A judge in Moscow has ruled to deny an appeal filed by Raoul Wallenberg’s family, which asked to see prison records that could shed light on the Swedish diplomat’s death. The Federal Security Service has refused several times to grant the family access.
On Tuesday, a Moscow court upheld a decision by the Federal Security Service (FSB) not to release prison records linked to Swedish diplomat Raoul Wallenberg. Wallenberg’s family asked the court to force the FSB to declassify the records, which could shed light on the diplomat’s death after his arrest in 1945.
Wallenberg saved the lives of thousands of Jews during the Holocaust by issuing them Swedish passports and identification papers. He was arrested in Budapest, where he worked at the Swedish embassy, after the Soviet troops invaded the capital. It is believed that he died of heart failure two years later in a KGB prison in Moscow, where he was being held on espionage charges. However, his family is demanding the records to discover exactly what happened to him and the circumstances of his death.

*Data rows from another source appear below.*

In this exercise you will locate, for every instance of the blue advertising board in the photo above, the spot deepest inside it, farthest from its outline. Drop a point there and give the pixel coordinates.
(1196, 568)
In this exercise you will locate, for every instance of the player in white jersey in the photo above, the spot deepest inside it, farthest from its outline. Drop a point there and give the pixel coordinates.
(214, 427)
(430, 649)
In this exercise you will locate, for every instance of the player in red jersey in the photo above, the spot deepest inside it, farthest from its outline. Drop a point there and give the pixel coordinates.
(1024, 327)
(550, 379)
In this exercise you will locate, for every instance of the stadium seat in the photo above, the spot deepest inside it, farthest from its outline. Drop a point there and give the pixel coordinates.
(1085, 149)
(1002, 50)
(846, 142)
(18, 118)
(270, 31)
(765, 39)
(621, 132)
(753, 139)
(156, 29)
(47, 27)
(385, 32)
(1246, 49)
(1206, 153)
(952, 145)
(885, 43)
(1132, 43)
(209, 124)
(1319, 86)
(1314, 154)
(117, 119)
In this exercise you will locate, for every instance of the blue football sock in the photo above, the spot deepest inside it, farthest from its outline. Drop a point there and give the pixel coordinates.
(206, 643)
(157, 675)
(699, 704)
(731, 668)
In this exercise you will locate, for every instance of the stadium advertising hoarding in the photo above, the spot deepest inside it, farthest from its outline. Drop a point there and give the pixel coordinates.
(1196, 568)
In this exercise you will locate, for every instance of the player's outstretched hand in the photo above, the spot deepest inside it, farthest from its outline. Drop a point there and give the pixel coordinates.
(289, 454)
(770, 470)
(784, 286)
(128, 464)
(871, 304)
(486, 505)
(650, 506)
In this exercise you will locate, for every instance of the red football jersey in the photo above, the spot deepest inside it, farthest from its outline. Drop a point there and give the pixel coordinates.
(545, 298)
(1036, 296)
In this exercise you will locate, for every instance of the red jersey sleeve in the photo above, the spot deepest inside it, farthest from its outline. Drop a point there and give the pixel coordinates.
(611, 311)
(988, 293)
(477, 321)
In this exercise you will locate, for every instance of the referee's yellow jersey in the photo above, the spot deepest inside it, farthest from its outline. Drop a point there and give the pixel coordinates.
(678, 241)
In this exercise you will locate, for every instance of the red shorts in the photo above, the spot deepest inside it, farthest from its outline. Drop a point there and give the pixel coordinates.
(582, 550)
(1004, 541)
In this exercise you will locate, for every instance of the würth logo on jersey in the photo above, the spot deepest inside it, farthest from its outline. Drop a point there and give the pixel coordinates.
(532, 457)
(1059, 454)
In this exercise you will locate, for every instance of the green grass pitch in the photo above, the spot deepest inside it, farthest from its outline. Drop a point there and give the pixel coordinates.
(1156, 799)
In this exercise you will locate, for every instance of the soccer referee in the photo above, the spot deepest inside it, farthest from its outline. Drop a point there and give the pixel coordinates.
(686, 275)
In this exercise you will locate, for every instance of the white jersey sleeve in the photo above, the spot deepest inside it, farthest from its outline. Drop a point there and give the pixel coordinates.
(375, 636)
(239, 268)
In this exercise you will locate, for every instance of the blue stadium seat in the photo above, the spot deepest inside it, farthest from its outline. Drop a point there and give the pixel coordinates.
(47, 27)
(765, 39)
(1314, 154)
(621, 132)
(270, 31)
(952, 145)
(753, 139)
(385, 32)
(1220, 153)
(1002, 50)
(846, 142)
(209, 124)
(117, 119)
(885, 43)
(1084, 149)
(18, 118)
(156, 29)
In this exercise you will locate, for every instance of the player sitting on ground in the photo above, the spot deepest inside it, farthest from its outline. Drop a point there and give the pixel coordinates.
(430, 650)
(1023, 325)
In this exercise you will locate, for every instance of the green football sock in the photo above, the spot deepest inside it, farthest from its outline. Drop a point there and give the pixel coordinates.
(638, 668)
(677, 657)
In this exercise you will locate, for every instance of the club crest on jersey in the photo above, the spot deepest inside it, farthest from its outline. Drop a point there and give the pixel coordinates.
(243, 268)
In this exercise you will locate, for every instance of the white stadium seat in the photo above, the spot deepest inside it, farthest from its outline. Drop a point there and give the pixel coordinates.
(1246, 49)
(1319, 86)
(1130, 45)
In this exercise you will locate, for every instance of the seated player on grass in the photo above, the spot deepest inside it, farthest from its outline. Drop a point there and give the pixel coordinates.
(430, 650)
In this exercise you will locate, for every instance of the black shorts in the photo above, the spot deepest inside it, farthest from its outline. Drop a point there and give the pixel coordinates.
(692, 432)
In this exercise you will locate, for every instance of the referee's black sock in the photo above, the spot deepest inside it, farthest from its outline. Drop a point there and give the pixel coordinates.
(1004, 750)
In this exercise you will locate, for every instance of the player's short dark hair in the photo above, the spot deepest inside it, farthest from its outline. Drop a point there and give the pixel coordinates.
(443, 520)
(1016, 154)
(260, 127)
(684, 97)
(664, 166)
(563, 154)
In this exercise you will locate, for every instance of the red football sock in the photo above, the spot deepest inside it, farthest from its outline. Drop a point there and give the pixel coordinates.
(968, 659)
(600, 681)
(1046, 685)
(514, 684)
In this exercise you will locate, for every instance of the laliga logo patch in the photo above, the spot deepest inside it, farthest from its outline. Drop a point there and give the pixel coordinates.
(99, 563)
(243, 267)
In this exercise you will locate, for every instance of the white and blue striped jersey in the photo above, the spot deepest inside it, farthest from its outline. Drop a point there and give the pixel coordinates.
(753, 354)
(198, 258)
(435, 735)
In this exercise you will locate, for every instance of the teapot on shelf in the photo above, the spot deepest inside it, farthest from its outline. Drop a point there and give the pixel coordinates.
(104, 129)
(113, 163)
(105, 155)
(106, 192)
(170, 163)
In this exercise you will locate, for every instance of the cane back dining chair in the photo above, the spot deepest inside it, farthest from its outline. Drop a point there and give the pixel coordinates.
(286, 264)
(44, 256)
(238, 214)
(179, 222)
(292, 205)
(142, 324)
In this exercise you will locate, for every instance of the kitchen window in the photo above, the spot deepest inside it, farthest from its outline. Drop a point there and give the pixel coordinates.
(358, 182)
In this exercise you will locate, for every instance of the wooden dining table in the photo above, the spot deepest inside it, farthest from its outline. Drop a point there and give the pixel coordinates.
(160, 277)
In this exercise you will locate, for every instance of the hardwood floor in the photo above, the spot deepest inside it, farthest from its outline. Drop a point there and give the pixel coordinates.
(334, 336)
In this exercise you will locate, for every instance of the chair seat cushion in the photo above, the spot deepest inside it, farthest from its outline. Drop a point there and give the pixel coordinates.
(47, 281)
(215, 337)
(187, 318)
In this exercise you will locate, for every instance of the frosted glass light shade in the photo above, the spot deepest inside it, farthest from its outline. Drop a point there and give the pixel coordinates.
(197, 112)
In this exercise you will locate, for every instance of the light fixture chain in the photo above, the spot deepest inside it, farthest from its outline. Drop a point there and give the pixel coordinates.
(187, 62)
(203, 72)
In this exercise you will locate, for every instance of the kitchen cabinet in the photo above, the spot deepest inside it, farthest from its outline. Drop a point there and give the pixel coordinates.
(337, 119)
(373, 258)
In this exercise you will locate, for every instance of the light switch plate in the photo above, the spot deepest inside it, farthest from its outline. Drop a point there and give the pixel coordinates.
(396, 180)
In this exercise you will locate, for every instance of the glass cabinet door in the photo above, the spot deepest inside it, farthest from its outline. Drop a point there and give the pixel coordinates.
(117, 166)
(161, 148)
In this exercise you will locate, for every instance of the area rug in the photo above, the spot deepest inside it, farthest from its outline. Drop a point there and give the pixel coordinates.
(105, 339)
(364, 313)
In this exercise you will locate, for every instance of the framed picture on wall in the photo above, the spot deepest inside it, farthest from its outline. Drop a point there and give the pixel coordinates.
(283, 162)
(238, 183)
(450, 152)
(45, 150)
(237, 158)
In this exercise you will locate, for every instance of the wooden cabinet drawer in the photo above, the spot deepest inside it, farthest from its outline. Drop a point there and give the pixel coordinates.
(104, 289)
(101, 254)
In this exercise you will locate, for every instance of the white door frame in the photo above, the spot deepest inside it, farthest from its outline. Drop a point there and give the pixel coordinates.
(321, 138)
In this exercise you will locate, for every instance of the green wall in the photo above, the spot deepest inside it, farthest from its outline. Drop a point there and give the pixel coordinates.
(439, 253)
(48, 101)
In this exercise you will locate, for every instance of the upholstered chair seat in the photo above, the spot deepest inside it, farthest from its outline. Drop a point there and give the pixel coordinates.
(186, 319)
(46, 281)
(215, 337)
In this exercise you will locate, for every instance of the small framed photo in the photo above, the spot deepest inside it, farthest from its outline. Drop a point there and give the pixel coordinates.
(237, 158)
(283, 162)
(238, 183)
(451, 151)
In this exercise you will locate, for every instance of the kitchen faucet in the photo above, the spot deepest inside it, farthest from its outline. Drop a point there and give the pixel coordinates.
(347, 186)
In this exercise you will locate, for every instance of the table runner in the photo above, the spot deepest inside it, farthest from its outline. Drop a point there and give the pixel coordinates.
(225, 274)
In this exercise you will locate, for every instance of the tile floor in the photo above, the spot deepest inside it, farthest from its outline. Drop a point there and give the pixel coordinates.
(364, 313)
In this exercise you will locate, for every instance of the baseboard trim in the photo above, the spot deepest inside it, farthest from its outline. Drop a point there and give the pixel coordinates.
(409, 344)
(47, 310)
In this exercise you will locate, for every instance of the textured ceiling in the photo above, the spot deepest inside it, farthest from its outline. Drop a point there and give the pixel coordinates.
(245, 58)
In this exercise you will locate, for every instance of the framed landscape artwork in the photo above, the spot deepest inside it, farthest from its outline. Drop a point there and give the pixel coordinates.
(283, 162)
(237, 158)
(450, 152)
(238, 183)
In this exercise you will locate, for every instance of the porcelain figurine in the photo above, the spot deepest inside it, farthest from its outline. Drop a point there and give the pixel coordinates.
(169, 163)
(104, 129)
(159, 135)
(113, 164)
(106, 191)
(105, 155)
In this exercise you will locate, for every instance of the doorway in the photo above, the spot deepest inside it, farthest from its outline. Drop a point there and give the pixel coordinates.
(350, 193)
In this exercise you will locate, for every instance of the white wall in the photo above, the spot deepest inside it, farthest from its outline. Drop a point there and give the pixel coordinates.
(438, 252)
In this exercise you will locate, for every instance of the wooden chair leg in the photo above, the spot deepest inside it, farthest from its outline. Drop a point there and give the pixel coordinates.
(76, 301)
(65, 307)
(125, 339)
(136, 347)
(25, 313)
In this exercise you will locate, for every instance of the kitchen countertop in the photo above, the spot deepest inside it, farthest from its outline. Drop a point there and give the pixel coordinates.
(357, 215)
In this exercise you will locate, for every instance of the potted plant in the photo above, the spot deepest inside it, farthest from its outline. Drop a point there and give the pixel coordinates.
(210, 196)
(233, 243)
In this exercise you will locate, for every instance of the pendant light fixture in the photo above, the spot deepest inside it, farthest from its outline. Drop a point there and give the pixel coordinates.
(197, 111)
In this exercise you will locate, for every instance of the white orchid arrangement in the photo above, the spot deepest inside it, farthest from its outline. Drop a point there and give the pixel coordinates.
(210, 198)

The family requested access to the files from the FSB, the successor of the KGB, several times over the years. Each request was denied, which led the family to sue the security service last year. In September, a lower Moscow court rejected the family’s lawsuit, which prompted the family to appeal the decision.
Wallenberg is often called the “Swedish Schindler.” Last year, Sweden formally declared the diplomat dead but his family, who never received his remains, is still searching for answers.